Home > Bitter (Pet #0.5)(31)

Bitter (Pet #0.5)(31)
Author: Akwaeke Emezi

“Oh, for goodness’ sake.” Miss Virtue stood up, and all the machetes moved a few inches closer as the Assata kids stepped forward, raising their blades to shoulder height. Miss Virtue looked down at them and narrowed her eyes. “Bilphena, call your puppies to heel.”

Ube came forward and tossed his half-eaten toast on the table. “Y’all chill,” he ordered. Half of them tried to protest, but he wasn’t having it. “I said chill. Is she even armed?”

“We haven’t got a chance to pat her down.”

Miss Virtue smiled without any humor. “They value their hands staying attached to their arms, you see.”

“Virtue, they are children!” Miss Bilphena said, shocked.

“Armed children. I like to keep that distinction clear, thank you.”

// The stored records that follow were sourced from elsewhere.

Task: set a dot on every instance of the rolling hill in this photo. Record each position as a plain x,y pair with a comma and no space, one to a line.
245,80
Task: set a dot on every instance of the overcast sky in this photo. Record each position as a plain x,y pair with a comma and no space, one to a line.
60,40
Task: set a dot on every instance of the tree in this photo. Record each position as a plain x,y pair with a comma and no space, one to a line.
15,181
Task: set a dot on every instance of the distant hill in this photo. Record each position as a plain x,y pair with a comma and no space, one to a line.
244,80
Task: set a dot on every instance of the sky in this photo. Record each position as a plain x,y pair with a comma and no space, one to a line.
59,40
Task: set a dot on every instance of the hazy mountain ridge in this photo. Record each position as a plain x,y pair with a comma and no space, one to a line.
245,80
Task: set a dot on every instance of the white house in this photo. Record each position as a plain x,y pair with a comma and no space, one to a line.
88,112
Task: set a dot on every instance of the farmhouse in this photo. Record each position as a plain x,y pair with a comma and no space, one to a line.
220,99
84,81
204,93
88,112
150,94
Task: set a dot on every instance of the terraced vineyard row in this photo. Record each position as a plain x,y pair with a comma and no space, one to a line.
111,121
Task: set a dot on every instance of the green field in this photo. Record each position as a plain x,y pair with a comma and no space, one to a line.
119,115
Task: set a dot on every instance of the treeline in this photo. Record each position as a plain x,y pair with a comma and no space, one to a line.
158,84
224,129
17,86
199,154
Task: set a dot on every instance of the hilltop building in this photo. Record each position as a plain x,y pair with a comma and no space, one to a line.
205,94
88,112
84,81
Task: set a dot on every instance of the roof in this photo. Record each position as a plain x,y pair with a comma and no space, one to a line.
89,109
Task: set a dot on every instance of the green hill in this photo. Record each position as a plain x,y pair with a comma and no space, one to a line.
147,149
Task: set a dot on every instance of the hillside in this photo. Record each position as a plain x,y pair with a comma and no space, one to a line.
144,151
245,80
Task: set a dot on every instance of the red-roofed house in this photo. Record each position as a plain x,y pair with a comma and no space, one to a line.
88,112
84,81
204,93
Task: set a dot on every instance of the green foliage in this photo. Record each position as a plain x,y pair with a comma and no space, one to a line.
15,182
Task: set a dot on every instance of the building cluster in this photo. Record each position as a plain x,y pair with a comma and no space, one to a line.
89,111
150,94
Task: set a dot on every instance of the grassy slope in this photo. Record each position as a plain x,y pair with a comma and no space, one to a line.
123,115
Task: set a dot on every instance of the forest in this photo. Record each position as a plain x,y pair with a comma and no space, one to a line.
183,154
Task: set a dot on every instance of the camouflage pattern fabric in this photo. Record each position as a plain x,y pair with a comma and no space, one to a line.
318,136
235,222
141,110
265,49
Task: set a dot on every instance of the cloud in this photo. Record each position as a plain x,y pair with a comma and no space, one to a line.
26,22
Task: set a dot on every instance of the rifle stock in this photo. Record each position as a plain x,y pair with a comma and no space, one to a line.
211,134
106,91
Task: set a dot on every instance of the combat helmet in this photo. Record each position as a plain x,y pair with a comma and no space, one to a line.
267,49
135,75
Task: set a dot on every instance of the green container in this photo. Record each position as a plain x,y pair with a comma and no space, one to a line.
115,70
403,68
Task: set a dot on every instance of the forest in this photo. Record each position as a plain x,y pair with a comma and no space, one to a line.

“Machetes down,” Ube insisted. “If she got into the house and through all of Sunflower’s wards without being detected, I don’t think those are going to do any good.”

Miss Virtue gave him an appraising look. “I see the stories are true. You are wise, little one.”

Ube bristled at the diminutive, but any objection he was about to voice faded away when the rest of the Assata kids shifted their gazes to the doorway and immediately lowered their weapons, stepping back as far as the room would let them. Miss Bilphena followed their stares and let out a tight smile.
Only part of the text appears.